Primitive elvish
lep
root. pick up/out (with the fingers); finger
Derivatives
- ✶lepe “finger” ✧ VT47/10
- ✶leper “finger” ✧ VT44/16
- ✶lepero “finger” ✧ VT47/10; VT47/24
- ✶lepetā “thumb, ‘picker’; finger” ✧ VT47/27
- ᴺQ. lep- “to take [with fingers], *pick, pluck”
- Q. lepetta “Gondorian hardwood”
- ᴺQ. lepsilë “tendril”
- Q. lepta- “to pick (up/out); to finger, feel with the fingertips” ✧ VT44/16; VT47/10; VT47/24
- ᴺS. leb- “to pick, pluck, take or feel or touch with fingers, cull”
- ᴺS. lemma- “to beckon, crook the finger”
- S. leutha- “to pick (up/out)” ✧ VT47/10
- T. lepta- “to pick (up/out); to finger, feel with the fingertips” ✧ VT47/10; VT47/24
Element in
This root was connected to Elvish words for “finger” for most of Tolkien’s life.

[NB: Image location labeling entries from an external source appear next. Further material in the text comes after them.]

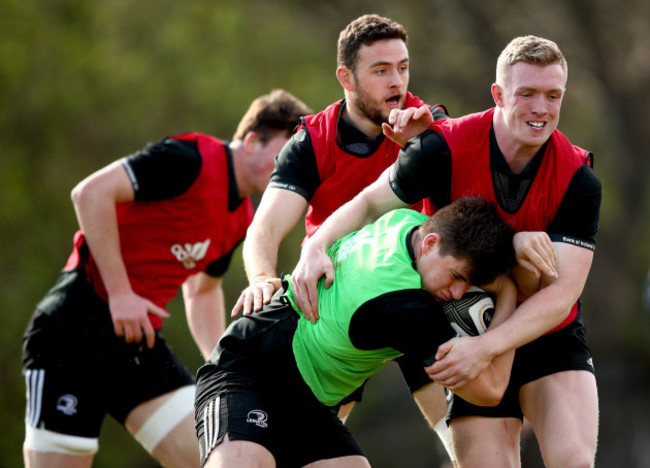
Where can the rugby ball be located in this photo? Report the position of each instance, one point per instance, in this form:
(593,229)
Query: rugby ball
(471,314)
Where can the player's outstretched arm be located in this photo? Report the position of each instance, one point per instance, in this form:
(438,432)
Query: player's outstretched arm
(404,124)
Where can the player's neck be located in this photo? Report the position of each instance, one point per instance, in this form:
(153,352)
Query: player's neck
(238,161)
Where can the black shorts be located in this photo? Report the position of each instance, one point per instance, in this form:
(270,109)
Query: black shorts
(562,350)
(251,390)
(77,370)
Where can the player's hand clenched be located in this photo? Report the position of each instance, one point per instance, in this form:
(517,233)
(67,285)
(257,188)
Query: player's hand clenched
(130,314)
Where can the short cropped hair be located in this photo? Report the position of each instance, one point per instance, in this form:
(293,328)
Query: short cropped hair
(472,229)
(364,31)
(275,113)
(529,49)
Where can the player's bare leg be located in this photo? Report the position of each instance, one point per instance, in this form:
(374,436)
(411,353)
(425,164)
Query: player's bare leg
(563,410)
(353,461)
(34,459)
(165,427)
(432,401)
(486,442)
(230,453)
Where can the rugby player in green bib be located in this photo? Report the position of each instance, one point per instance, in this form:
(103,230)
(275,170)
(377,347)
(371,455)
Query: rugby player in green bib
(268,395)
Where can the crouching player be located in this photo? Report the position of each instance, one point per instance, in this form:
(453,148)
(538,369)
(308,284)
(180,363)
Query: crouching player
(269,392)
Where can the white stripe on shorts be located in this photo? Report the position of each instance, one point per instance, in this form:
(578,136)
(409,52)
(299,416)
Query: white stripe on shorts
(211,424)
(34,379)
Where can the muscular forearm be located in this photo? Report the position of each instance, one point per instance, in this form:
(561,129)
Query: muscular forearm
(278,213)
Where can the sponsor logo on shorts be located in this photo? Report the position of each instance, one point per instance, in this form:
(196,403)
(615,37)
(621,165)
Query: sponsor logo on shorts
(258,417)
(67,404)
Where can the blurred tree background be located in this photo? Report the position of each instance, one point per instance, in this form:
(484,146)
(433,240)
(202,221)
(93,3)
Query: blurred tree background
(83,83)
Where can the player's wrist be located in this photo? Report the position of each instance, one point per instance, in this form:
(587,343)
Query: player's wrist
(274,281)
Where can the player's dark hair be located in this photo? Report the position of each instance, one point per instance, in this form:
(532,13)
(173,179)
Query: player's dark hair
(275,113)
(364,31)
(472,229)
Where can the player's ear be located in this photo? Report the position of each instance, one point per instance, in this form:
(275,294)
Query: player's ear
(345,77)
(431,240)
(497,94)
(251,140)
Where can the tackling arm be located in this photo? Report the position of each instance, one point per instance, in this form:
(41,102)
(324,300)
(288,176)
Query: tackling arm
(541,312)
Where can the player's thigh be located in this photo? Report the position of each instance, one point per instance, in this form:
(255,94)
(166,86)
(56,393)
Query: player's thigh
(35,459)
(231,453)
(483,442)
(563,410)
(432,401)
(353,461)
(164,426)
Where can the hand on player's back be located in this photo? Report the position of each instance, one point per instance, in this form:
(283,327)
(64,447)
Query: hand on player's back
(312,266)
(253,298)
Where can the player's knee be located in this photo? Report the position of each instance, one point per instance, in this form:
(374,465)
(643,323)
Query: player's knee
(574,458)
(42,440)
(166,418)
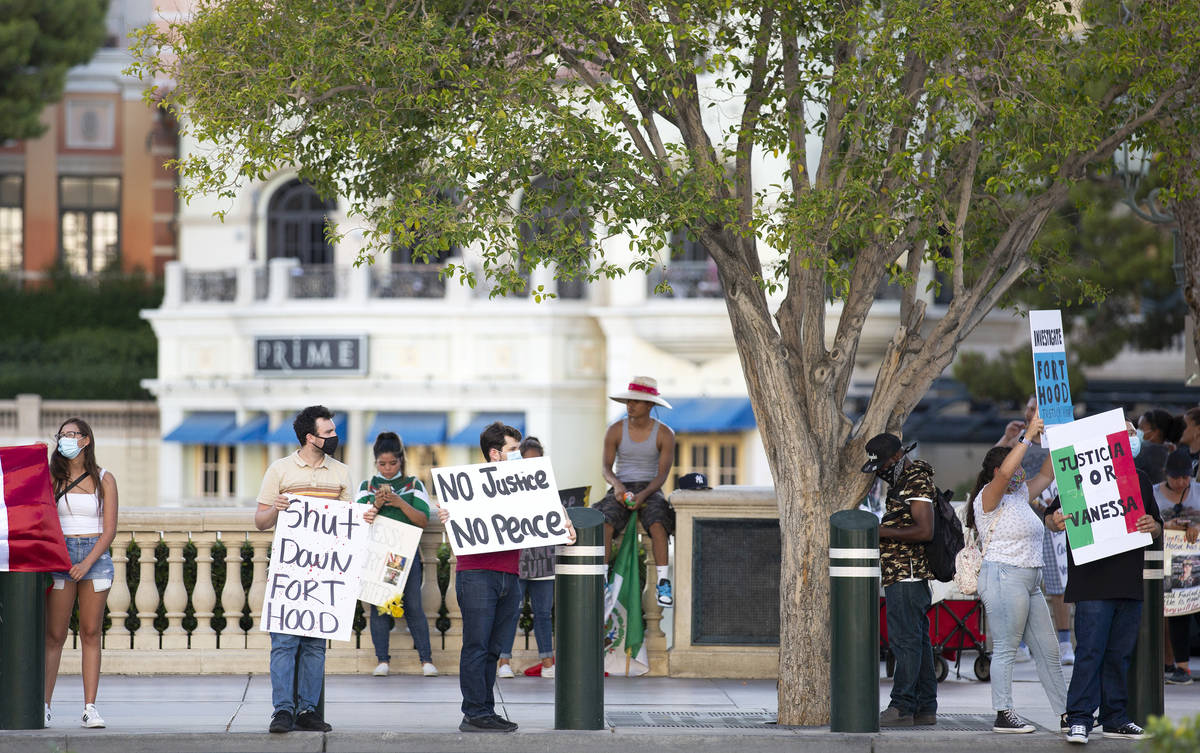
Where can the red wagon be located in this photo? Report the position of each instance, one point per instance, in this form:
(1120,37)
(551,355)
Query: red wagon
(955,625)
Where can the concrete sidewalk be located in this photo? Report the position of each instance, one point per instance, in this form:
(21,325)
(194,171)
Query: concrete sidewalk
(219,714)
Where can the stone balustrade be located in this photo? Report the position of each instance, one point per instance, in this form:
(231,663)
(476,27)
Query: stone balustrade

It first appeared as an unglossed root ᴱ√LEPE in the Qenya Lexicon of the 1910s with derivatives like ᴱQ. let (lept-) “finger” and ᴱQ. lempe “crook, hook” (QL/53). There were also derivatives in the contemporaneous Gnomish Lexicon such as G. leptha “finger” and G. lempa- “beckon, crook the finger” (GL/53). The root ᴹ√LEP appeared in The Etymologies of the 1930s with extensions ᴹ√LEPET “finger” and ᴹ√LEPEN “five” and various derivatives of similar meanings (Ety/LEP).
In Tolkien’s later writings, √LEPEN “five” continued to appear regularly, along with the base root √LEP that was glossed either “finger” (VT42/24) or “pick up (with fingers)” (VT47/10, 24, 27). Despite the stability of the root, the Elvish words for “finger” themselves when through many revisions; see Q. leper and S. leber for discussion.